Systematic error or bias may be common in both non-contact and applanation tonometers in regular clinical use. Three non-contact tonometers evaluated against a calibrated Goldmann applanation tonometer exhibited mean errors of 0.5, 2.9, and 1.8 mm Hg after 20, 9, and 24 months of operation, respectively.8 Choudhari et al9 checked the calibration of 132 Goldmann applanation tonometers, using the standard weight bar supplied by the manufacturer, 6 months after they had been calibrated by hospital biomedical engineers, and found calibration errors ranging from −8 to +20 mm Hg. Intra- and inter-observer limits of agreement for duplicate calibrations were up to 4 mm Hg.9 At 20 mm Hg, 55%, 10%, and 5% of tonometers had errors greater than or equal to 2, 4, and 6 mm Hg respectively.9 Only 4% of tonometers complied with the manufacturer’s tolerance of ±0.5 mm Hg. Sandhu et al12 found that 6 months after 34 Goldmann tonometers had been calibrated by a specially designated technician, 41% exhibited calibration errors of 3 mm Hg or greater at a nominal 20 mm Hg. Four months later, 52% exhibited calibration errors of 3 mm Hg or greater.12 George et al22 assessed in vivo agreement between two calibrated Goldmann applanation tonometers from different manufacturers and found limits of agreement of −2.47 to +6.16 mm Hg. Systematic measurement errors may also be caused by distortions of the applanating surface of disposable tonometer heads.23

In a survey of 155 ophthalmology units in the United Kingdom, Kumar et al17 found that 39% of units checked the calibration of their Goldmann tonometers either never or in a random manner. In a separate UK survey of ophthalmology residents, 85% never checked tonometers and 70% felt that calibration checks were not part of their responsibility.16 Only 7% checked the tonometer at the start of each clinical session and 8% would only check the tonometer if they had suspicious or unexpected measurements.16

IOP is not the only variable used by ophthalmologists to estimate risk of loss of vision. Glaucoma occurs in many patients whose IOP is below 21 mm Hg. Clinical optic disc examination and other quantitative measurements24 contribute to the detection, treatment and management of glaucoma. IOP, however, is an important risk factor for glaucoma25 measured to screen for OHT, and it is important that the measurement is reliable.

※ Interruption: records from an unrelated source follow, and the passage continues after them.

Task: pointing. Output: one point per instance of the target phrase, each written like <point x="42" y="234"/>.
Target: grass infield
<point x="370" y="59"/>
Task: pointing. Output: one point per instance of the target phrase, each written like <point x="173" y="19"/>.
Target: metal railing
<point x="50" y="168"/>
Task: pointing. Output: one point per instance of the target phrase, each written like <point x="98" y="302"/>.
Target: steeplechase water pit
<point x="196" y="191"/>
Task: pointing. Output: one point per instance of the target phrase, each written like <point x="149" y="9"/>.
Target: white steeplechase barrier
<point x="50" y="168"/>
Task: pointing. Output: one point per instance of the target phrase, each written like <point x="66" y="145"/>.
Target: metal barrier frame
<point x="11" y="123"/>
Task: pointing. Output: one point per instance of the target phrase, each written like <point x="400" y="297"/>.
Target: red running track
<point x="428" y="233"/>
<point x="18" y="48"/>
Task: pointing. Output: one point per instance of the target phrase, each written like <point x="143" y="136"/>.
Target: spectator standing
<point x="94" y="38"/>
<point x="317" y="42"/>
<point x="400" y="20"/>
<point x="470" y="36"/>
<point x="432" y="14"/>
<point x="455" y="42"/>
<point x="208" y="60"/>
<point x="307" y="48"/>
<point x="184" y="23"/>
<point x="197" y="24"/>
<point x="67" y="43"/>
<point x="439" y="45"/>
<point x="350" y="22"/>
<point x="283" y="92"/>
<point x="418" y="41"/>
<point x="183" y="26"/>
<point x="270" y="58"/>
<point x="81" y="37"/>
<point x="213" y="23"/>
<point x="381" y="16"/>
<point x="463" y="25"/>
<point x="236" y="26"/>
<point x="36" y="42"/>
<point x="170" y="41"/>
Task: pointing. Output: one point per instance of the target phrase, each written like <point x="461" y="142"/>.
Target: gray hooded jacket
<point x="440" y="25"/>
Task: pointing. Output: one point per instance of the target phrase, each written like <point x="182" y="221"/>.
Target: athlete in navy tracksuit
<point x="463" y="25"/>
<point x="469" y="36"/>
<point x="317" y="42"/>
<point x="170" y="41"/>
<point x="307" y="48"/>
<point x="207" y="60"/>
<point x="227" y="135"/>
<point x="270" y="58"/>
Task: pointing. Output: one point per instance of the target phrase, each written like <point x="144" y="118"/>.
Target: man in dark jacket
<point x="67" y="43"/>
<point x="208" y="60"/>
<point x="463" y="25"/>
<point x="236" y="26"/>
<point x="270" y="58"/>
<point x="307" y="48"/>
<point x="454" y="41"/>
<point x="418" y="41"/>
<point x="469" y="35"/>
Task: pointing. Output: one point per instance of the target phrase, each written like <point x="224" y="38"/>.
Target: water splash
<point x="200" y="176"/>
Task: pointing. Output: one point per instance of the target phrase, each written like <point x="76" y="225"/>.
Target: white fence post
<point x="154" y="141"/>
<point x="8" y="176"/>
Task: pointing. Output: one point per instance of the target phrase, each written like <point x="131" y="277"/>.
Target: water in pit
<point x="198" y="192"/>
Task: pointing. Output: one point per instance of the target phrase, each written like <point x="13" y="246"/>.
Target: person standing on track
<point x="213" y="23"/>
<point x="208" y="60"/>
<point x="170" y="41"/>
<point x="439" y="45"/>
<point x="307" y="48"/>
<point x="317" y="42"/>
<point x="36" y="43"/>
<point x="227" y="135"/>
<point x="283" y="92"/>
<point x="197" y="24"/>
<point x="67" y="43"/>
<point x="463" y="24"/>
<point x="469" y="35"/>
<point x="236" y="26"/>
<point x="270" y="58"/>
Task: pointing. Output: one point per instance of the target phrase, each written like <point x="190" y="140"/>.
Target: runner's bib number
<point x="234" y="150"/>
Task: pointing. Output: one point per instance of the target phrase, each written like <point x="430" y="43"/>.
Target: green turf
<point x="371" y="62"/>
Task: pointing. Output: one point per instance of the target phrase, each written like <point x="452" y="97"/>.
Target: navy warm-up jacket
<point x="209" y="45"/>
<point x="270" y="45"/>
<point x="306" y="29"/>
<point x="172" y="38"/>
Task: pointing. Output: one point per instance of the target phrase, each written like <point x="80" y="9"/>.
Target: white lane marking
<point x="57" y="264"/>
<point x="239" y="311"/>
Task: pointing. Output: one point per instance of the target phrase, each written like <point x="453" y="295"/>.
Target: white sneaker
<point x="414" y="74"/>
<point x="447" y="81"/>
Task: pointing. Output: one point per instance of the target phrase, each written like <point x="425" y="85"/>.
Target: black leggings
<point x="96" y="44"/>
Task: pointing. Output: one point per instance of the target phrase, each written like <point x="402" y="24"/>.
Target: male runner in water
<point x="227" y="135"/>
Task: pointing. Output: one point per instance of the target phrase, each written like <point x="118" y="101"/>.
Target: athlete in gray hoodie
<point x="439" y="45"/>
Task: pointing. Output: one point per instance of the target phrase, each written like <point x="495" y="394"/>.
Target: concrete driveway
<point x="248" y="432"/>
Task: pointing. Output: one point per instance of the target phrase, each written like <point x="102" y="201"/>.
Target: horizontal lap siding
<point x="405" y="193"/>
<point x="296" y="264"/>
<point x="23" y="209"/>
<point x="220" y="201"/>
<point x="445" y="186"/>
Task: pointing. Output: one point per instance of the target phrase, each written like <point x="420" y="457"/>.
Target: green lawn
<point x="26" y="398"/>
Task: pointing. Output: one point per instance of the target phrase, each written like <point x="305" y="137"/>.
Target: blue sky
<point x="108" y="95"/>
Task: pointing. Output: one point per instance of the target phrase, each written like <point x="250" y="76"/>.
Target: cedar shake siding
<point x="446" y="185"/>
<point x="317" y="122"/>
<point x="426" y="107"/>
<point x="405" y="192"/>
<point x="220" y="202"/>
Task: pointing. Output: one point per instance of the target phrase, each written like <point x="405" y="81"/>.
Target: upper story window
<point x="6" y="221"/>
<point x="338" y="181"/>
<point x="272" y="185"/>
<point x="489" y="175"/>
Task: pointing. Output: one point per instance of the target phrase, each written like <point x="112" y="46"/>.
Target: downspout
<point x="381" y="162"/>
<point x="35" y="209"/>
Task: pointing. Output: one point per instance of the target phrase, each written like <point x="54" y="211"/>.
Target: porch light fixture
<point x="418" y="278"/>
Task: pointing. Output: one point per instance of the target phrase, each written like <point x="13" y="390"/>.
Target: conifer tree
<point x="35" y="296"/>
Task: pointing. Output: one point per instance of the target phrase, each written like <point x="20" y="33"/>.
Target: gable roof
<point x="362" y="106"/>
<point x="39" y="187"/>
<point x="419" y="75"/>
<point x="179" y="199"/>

Intra-individual variation of IOP can be several mm Hg,26, 27 often substantially larger than calibration errors, possibly leading to an assumption that small systematic errors are not important. Systematic errors are approximately constant and create a bias at every IOP reading in every individual. The effect is similar to a shift in the population distribution of IOP. Decisions regarding treatment or follow-up are made, explicitly or implicitly, for every patient examined. On average, over a large number of patients, a small positive systematic error will result in more patients being treated or referred for further investigation, and a small negative systematic error will result in some patients not being treated or referred, who otherwise would be. This study quantifies those effects and shows that the influence of small systematic errors may be surprisingly large.

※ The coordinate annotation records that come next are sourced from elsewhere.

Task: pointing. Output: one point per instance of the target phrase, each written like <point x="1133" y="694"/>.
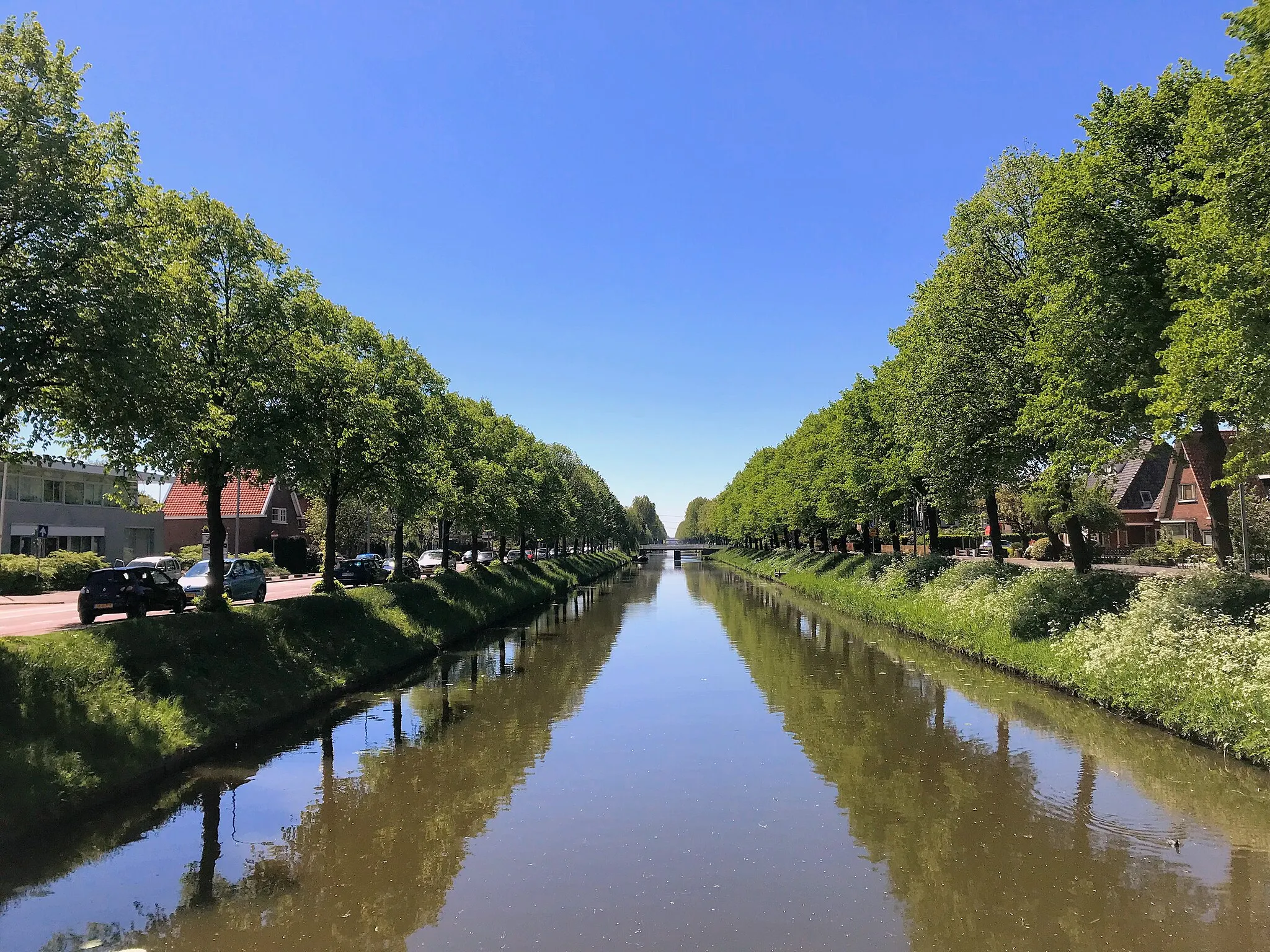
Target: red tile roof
<point x="191" y="499"/>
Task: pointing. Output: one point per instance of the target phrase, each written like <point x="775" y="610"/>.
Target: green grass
<point x="1191" y="654"/>
<point x="88" y="712"/>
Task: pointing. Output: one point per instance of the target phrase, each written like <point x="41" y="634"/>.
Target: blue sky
<point x="658" y="232"/>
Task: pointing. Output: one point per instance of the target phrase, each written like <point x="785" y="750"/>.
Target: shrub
<point x="70" y="570"/>
<point x="60" y="571"/>
<point x="1174" y="551"/>
<point x="1048" y="603"/>
<point x="206" y="603"/>
<point x="916" y="571"/>
<point x="19" y="575"/>
<point x="265" y="559"/>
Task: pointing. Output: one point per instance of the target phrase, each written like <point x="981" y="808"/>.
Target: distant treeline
<point x="1083" y="304"/>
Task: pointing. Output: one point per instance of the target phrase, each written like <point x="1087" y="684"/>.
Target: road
<point x="36" y="615"/>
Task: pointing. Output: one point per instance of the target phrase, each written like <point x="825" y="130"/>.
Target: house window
<point x="32" y="489"/>
<point x="140" y="542"/>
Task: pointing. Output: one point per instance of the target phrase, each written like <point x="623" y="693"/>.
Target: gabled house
<point x="253" y="511"/>
<point x="1137" y="489"/>
<point x="1184" y="508"/>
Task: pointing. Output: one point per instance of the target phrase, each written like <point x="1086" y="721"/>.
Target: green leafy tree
<point x="962" y="371"/>
<point x="646" y="522"/>
<point x="338" y="415"/>
<point x="68" y="219"/>
<point x="203" y="398"/>
<point x="1215" y="366"/>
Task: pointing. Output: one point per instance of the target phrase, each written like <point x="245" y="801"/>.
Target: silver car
<point x="243" y="579"/>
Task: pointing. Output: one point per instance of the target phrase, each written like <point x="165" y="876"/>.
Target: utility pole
<point x="1244" y="527"/>
<point x="4" y="496"/>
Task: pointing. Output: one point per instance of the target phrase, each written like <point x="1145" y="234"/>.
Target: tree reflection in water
<point x="977" y="856"/>
<point x="371" y="860"/>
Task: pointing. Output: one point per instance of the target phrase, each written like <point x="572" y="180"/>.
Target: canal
<point x="675" y="758"/>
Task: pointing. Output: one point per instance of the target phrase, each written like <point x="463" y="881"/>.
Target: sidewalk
<point x="1145" y="570"/>
<point x="47" y="598"/>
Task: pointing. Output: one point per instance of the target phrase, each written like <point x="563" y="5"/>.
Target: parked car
<point x="133" y="589"/>
<point x="169" y="565"/>
<point x="367" y="569"/>
<point x="409" y="566"/>
<point x="243" y="579"/>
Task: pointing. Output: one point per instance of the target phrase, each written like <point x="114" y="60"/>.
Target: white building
<point x="73" y="505"/>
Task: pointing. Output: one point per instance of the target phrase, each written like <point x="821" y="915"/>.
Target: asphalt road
<point x="41" y="614"/>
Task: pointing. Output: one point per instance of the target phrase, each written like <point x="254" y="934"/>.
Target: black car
<point x="134" y="591"/>
<point x="365" y="570"/>
<point x="409" y="566"/>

Important limitations of this study include the intra-individual variability of IOP of the participants and the possibility of undetected calibration errors in the tonometers used in the Blue Mountains Eye Study. Intra-individual variability and random calibration errors would increase the inter-individual IOP variance, broaden the IOP distribution and hence reduce the slope of the inverse cumulative distribution of IOP. This slope reduction would reduce the apparent sensitivity of OHT detection to tonometer calibration errors. Hence, this study may under-estimate the sensitivity.

We conclude that tonometers should be maintained and properly calibrated at intervals short enough to control systematic errors in IOP measurements to substantially less than 1 mm Hg.